Al menos 16 muertos por hambre en la ciudad siria de Madaya

Mientras en el Mediterráneo las familias sirias siguen muriendo ahogadas en su intento de huir de su país, las tragedias que causa la guerra en Siria son aún peores y explican esa fuga tan peligrosa. Se supo que al menos otras dieciséis personas murieron de hambre en la ciudad siria rebelde de Madaya, asediada por las fuerzas gubernamentales del Presidente Bashar Assad. Al menos 46 han muerto de inanición desde el 1 de diciembre en esta ciudad de 40.000 habitantes. Las nuevas muertes ocurrieron pese a que desde mediados de enero entraron algunos convoyes humanitarios a Madaya. La trágica noticia la dio Médicos sin Fronteras (MSF).

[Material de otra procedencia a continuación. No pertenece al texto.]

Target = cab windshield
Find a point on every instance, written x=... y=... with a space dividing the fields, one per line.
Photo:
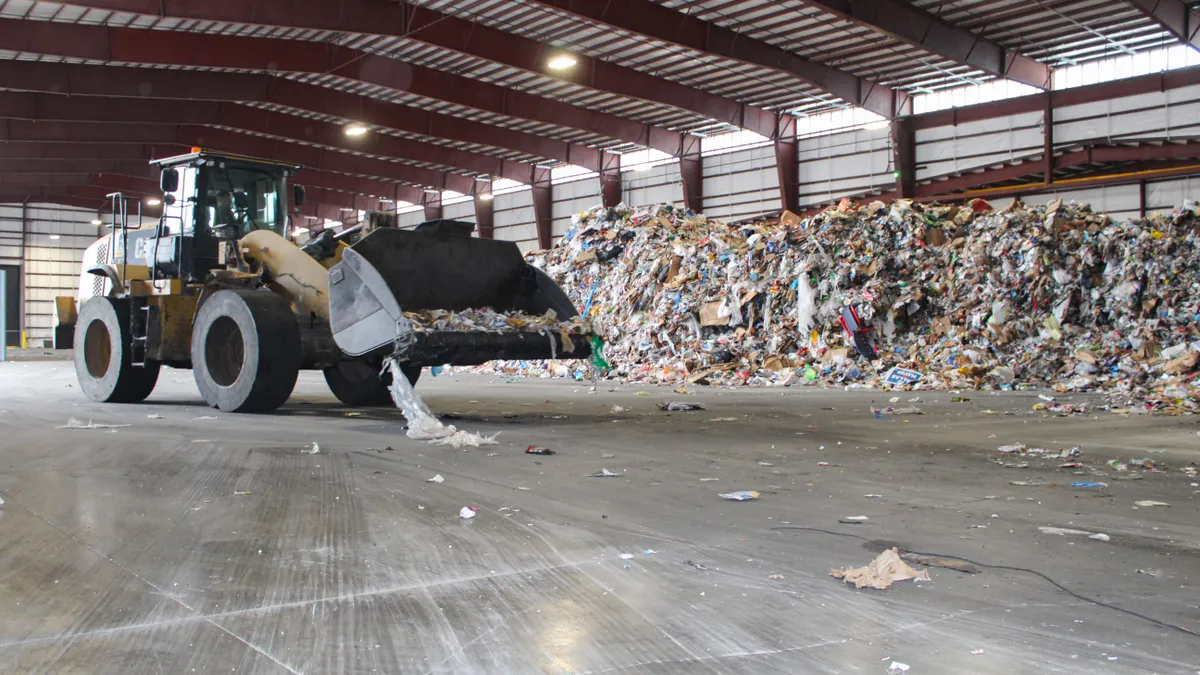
x=235 y=201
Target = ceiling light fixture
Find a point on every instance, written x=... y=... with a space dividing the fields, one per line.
x=561 y=63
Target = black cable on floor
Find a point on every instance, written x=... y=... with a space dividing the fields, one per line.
x=1009 y=568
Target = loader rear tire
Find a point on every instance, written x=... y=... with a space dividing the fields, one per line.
x=358 y=383
x=246 y=351
x=102 y=354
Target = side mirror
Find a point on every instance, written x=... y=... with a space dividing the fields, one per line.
x=168 y=181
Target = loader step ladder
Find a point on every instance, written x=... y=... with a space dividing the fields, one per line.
x=139 y=329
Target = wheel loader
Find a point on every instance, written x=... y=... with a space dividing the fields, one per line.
x=219 y=285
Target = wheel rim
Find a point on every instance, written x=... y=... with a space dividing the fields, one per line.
x=225 y=351
x=97 y=348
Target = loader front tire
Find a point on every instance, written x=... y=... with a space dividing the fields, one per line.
x=246 y=351
x=358 y=383
x=102 y=354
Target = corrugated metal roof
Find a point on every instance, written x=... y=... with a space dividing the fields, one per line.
x=1054 y=31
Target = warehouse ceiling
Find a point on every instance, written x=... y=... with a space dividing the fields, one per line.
x=459 y=93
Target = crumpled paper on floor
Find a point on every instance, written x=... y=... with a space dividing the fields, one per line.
x=886 y=569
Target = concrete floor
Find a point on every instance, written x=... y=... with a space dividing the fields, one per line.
x=210 y=543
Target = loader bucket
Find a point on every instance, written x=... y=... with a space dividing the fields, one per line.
x=441 y=268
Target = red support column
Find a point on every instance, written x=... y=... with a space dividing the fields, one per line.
x=610 y=179
x=543 y=208
x=485 y=211
x=787 y=163
x=904 y=160
x=691 y=171
x=1048 y=139
x=432 y=203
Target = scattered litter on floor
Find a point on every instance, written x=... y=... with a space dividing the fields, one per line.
x=894 y=411
x=880 y=573
x=739 y=496
x=679 y=406
x=77 y=424
x=943 y=562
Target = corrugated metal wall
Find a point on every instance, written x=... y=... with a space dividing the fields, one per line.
x=49 y=267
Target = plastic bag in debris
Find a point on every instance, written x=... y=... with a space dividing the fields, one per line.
x=964 y=297
x=881 y=572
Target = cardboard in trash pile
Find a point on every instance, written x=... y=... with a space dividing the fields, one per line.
x=1051 y=296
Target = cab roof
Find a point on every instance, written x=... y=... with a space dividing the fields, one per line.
x=201 y=154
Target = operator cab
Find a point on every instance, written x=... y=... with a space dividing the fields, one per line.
x=210 y=201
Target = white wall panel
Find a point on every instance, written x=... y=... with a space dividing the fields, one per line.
x=658 y=185
x=741 y=184
x=1157 y=114
x=49 y=267
x=571 y=198
x=948 y=149
x=462 y=210
x=843 y=163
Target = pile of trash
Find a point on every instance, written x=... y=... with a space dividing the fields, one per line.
x=900 y=294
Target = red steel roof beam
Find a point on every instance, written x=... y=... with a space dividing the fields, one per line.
x=652 y=19
x=1175 y=17
x=925 y=30
x=160 y=47
x=403 y=19
x=198 y=85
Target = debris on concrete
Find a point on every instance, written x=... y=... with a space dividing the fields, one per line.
x=679 y=406
x=741 y=496
x=78 y=424
x=886 y=569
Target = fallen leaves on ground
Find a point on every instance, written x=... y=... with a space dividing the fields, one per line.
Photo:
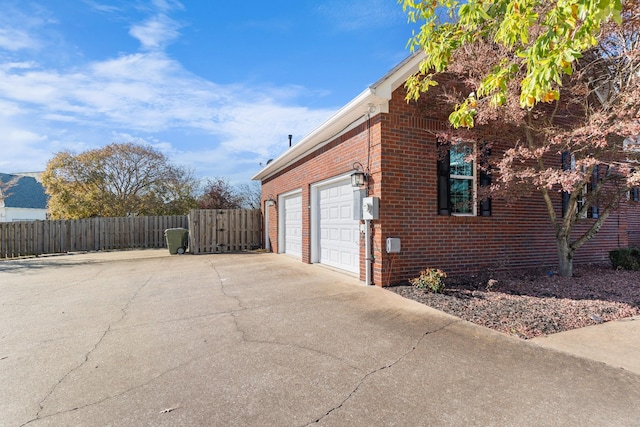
x=533 y=303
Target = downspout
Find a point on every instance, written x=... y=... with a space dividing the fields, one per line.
x=367 y=250
x=367 y=223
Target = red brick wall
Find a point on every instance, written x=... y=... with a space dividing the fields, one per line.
x=402 y=163
x=334 y=159
x=514 y=236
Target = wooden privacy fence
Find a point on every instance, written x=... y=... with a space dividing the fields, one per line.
x=91 y=234
x=224 y=230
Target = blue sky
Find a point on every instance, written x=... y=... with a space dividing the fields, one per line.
x=215 y=85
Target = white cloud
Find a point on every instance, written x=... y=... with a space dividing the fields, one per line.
x=350 y=15
x=156 y=33
x=220 y=130
x=13 y=39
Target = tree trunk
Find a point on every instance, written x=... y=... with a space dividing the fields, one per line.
x=565 y=258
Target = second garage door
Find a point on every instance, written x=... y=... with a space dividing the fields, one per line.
x=338 y=232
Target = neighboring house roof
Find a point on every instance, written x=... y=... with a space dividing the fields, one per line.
x=27 y=192
x=375 y=96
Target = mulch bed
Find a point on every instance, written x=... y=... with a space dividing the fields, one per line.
x=528 y=304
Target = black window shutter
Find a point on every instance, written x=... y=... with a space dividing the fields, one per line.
x=594 y=212
x=444 y=160
x=485 y=180
x=566 y=165
x=485 y=204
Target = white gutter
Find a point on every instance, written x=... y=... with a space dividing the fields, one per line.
x=377 y=95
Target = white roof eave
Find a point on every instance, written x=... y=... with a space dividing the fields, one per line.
x=377 y=95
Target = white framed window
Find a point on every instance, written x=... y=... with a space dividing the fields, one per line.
x=462 y=180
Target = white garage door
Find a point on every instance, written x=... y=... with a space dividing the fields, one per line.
x=338 y=231
x=293 y=225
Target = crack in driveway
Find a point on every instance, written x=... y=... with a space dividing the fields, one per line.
x=87 y=355
x=375 y=371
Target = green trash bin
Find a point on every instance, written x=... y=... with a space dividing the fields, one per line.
x=177 y=240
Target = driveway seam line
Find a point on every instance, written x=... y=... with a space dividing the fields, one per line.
x=375 y=371
x=41 y=404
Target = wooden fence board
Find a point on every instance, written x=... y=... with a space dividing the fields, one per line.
x=210 y=231
x=25 y=238
x=224 y=230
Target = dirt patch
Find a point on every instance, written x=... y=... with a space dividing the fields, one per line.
x=533 y=303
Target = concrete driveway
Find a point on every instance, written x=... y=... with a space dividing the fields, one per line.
x=147 y=339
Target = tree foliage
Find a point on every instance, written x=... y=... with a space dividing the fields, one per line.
x=562 y=77
x=117 y=180
x=220 y=194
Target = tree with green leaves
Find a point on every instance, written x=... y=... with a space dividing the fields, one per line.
x=562 y=77
x=117 y=180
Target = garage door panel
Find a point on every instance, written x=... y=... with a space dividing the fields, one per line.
x=293 y=225
x=338 y=231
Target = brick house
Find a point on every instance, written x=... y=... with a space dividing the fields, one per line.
x=428 y=204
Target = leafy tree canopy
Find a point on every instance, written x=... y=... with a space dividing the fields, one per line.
x=117 y=180
x=559 y=77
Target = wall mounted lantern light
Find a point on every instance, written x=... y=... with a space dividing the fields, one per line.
x=359 y=177
x=271 y=201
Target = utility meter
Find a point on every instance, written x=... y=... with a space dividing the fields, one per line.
x=370 y=207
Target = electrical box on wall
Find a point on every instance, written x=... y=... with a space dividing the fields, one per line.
x=370 y=207
x=393 y=245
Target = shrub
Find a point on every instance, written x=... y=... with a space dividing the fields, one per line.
x=431 y=279
x=625 y=258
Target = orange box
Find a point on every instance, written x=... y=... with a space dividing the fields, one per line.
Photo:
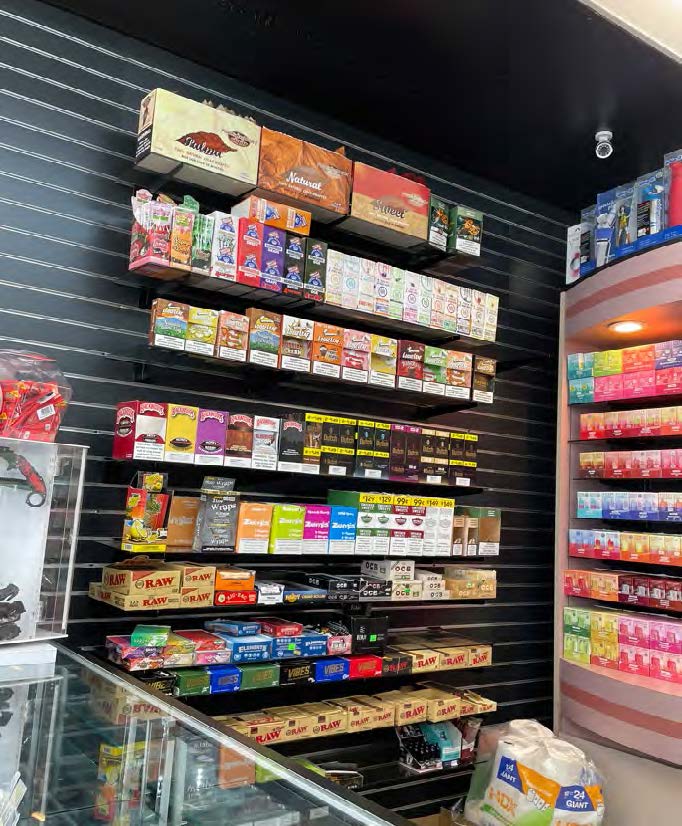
x=273 y=214
x=253 y=528
x=234 y=579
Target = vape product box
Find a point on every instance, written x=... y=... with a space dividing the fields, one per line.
x=253 y=527
x=220 y=150
x=356 y=356
x=181 y=433
x=296 y=346
x=316 y=527
x=435 y=360
x=465 y=230
x=334 y=287
x=210 y=440
x=327 y=350
x=140 y=430
x=410 y=366
x=458 y=374
x=265 y=443
x=202 y=331
x=286 y=531
x=388 y=207
x=168 y=324
x=265 y=334
x=383 y=356
x=239 y=440
x=294 y=265
x=232 y=338
x=291 y=442
x=301 y=171
x=342 y=528
x=315 y=270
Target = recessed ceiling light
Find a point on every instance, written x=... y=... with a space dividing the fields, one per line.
x=626 y=326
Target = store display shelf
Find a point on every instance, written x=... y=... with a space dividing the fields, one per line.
x=261 y=378
x=640 y=713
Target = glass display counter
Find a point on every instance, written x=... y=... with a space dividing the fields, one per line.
x=87 y=746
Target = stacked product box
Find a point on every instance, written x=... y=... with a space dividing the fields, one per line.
x=631 y=373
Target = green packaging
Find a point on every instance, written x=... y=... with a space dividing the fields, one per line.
x=156 y=635
x=191 y=682
x=286 y=529
x=260 y=675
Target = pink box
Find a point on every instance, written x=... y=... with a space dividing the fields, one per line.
x=634 y=660
x=665 y=636
x=634 y=630
x=316 y=529
x=638 y=385
x=608 y=388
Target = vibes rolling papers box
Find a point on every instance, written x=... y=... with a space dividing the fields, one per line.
x=327 y=350
x=388 y=207
x=302 y=171
x=315 y=270
x=410 y=366
x=214 y=147
x=265 y=333
x=168 y=324
x=232 y=338
x=140 y=431
x=223 y=264
x=265 y=443
x=181 y=433
x=296 y=346
x=272 y=214
x=253 y=527
x=210 y=441
x=239 y=440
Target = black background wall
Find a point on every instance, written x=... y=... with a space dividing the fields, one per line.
x=69 y=99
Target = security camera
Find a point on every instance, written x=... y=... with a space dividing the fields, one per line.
x=604 y=148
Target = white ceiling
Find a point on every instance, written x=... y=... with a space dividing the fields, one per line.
x=658 y=22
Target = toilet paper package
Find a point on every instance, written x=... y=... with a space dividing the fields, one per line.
x=527 y=777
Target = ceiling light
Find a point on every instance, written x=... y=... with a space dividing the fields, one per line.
x=626 y=326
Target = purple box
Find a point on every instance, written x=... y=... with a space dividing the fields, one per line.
x=316 y=529
x=210 y=444
x=272 y=266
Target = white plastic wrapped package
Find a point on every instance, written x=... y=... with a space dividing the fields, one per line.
x=534 y=780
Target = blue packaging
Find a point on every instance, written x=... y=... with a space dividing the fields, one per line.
x=587 y=217
x=580 y=391
x=342 y=528
x=580 y=365
x=650 y=209
x=313 y=644
x=333 y=669
x=224 y=678
x=254 y=648
x=236 y=628
x=284 y=647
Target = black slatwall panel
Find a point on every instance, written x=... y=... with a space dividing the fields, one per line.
x=69 y=98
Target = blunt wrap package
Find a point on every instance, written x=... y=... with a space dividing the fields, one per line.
x=530 y=778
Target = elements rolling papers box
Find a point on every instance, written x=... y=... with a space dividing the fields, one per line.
x=265 y=332
x=302 y=171
x=212 y=147
x=168 y=324
x=140 y=431
x=388 y=207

“Según el personal sanitario respaldado por MSF en Madaya, 16 personas fallecieron desde la entrega de la ayuda humanitaria”, precisa MSF en un comunicado. Estos nuevos fallecimientos se producen cuando la Media Luna siria indicó haber ingresado en Madaya y en otras dos localidades asediadas para “evaluar las necesidades humanitarias”. “MSF dispone de informes médicos claros que indican que 46 personas murieron de inanición en Madaya desde el 1 de diciembre”, informó la ONG. “El balance es seguramente más alto” añade MSF, porque se da por seguro que hay personas que murieron de hambre en sus casas y no se ha hecho la notificación a las autoridades. Asimismo, se estiman en 320 los casos de desnutrición en esta ciudad ubicada al oeste de Damasco. De estos asos, 33 pacientes se encuentran en “peligro de muerte”. “Los habitantes de la ciudad sitiada de Madaya se siguen muriendo de hambre, a pesar de los convoyes de ayuda humanitaria”, denunció MSF, que lo considera “inaceptable”.

La organización humanitaria acusa lógicamente a las fuerzas favorables al régimen de Assad de “seguir bloqueando el abastecimiento de la ciudad de material médico y medicamentos indispensables. Hace falta una presencia médica permanente e independiente en Madaya, porque pensamos que la situación médica va a empeorar, y el acceso de los habitantes a ella es extremadamente limitado”, explicó el director de operaciones de MSF, Brice de le Vingne. La rebelde Madaya se ha convertido en un símbolo del sufrimiento de la población civil en Siria desde el comienzo de la guerra civil en 2011, cuando el ejército de Assad comenzó a disparar con armas pesadas contra manifestantes pacíficos que reclamaban elecciones pluralistas. La dictadura de Assad cuenta con el respaldo pleno y activo de Rusia y también de Irán. Ambos países mantienen misiones militares en Siria que son decisivas para evitar la caída de Assad.